L’artiste transgenre Ianna Book est reconnue pour mêler art et activisme.
Crédit : Adil Boukind

Pour documenter les nombreuses réponses qu’elle a reçues et exposées, Ianna Book dévoile simplement « son statut trans » aux personnes avec qui elle converse sur des applications de rencontres. Résultat : 50 % d’entre elles cessent de répondre et 9 % rédigent les insultes affichées par l’artiste. « C’est fou, la plupart des messages sont soit de l’ordre du fétiche soit axés sur le sexe, soupire Evy. Il y a vraiment très peu d’acceptation, alors que ça devrait être évident. » Inspirée par la vie personnelle de l’activiste féministe, cette installation dénonce la transphobie en ligne et expose l’enjeu sécuritaire auquel font face les personnes transgenres sur les réseaux sociaux.
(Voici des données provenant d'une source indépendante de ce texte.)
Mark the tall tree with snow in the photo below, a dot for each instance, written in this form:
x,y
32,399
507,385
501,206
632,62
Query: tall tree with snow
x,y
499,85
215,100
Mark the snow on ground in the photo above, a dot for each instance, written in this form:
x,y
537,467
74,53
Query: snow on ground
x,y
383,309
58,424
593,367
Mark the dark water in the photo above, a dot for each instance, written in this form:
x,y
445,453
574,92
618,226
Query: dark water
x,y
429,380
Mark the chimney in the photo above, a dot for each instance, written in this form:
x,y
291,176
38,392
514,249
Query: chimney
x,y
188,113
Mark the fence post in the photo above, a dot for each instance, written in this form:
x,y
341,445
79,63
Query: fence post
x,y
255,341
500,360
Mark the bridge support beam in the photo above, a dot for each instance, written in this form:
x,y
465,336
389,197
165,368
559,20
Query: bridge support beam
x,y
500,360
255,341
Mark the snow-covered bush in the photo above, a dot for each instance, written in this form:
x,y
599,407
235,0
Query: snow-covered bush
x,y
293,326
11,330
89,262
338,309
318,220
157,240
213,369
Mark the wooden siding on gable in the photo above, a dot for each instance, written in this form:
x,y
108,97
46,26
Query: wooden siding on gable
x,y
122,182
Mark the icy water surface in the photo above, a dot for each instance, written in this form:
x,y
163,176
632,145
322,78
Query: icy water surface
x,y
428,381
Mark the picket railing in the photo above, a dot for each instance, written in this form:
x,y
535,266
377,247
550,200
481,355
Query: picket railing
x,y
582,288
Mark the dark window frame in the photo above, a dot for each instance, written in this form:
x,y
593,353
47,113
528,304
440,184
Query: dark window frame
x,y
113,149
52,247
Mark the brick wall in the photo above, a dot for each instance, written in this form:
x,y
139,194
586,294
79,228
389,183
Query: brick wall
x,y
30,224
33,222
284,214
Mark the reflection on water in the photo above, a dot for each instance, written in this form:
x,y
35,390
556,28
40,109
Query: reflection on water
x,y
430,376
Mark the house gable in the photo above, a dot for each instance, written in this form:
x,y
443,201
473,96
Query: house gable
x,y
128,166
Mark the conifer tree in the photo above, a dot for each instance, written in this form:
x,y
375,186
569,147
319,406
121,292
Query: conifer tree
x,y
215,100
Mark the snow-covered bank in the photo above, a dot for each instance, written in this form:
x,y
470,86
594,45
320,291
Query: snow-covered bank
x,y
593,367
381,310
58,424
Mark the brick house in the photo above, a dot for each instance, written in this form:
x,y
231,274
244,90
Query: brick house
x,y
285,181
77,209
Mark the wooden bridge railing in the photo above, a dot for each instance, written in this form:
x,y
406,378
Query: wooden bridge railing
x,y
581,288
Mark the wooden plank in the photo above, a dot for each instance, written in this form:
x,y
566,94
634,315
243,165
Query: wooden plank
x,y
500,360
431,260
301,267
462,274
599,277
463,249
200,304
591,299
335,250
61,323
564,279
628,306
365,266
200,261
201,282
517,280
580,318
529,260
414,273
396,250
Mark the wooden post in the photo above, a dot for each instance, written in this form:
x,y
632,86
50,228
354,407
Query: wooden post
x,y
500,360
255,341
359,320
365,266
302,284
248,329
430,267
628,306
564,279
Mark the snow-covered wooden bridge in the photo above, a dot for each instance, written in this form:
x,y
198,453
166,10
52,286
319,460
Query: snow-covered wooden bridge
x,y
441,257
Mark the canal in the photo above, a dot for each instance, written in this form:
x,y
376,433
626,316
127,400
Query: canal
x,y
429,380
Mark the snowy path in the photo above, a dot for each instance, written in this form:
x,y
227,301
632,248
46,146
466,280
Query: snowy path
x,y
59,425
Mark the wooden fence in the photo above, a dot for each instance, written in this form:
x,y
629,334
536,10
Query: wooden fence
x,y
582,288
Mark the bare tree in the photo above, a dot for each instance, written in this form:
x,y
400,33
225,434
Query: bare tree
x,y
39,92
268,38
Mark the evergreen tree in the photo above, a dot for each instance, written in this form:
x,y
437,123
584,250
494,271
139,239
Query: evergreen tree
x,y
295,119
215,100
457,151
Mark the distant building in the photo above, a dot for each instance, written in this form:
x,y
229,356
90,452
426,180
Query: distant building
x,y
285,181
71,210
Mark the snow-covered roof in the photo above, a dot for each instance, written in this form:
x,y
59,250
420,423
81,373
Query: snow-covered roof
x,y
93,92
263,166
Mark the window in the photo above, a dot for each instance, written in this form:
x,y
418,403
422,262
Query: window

Ianna Book n’est pas la seule à s’engager par l’intermédiaire de son art. Le parcours de l’exposition se termine avec « Queering the Map », une œuvre originale de Lucas LaRochelle. Originellement présentée sur internet, cette carte interactive permet à des membres de la communauté LGBTQ+ de poster un message en ligne. « C’est une belle vitrine pour les personnes de la communauté queer partout dans le monde, qui peuvent se sentir écoutées et soutenues grâce à ce projet », développe M. Marinier Leseize. La plupart des notes laissées par les internautes sont des messages de soutien en provenance et à destination de pays où l’homosexualité et la transidentité sont interdites par la loi. Du Yémen, où être gay est passible de la peine de mort, un homme écrit : « Je veux que les autres yéménites dans la même situation que moi sachent qu’ils ne sont pas seuls. Vous existez, nous existons. »

Plus de 5000 personnes de la communauté LGBTQ+ ont déjà posé leur marque sur la carte participative en ligne.

 

Un cri du cœur nécessaire à exprimer pour les personnes de la communauté queer marginalisées et réprimées, mais également à recevoir, pour celles qui auraient la chance de vivre librement leur sexualité en sécurité. « J’ai trouvé ça génial de pouvoir faire le tour du globe en quelques minutes, en lisant des témoignages tout aussi touchants les uns que les autres », confie Rania*, femme lesbienne de 21 ans, finissante au baccalauréat en Sciences politiques à l’UdeM. De nationalité marocaine, elle a immédiatement cherché à lire les commentaires laissés depuis la ville dans laquelle elle est née et a grandi. « J’ai adoré lire tous les témoignages, c’est rassurant de se dire que finalement, on n’est pas tout seul », se réjouit-elle.

* Les prénoms des étudiantes ont été modifiés afin de respecter leur anonymat.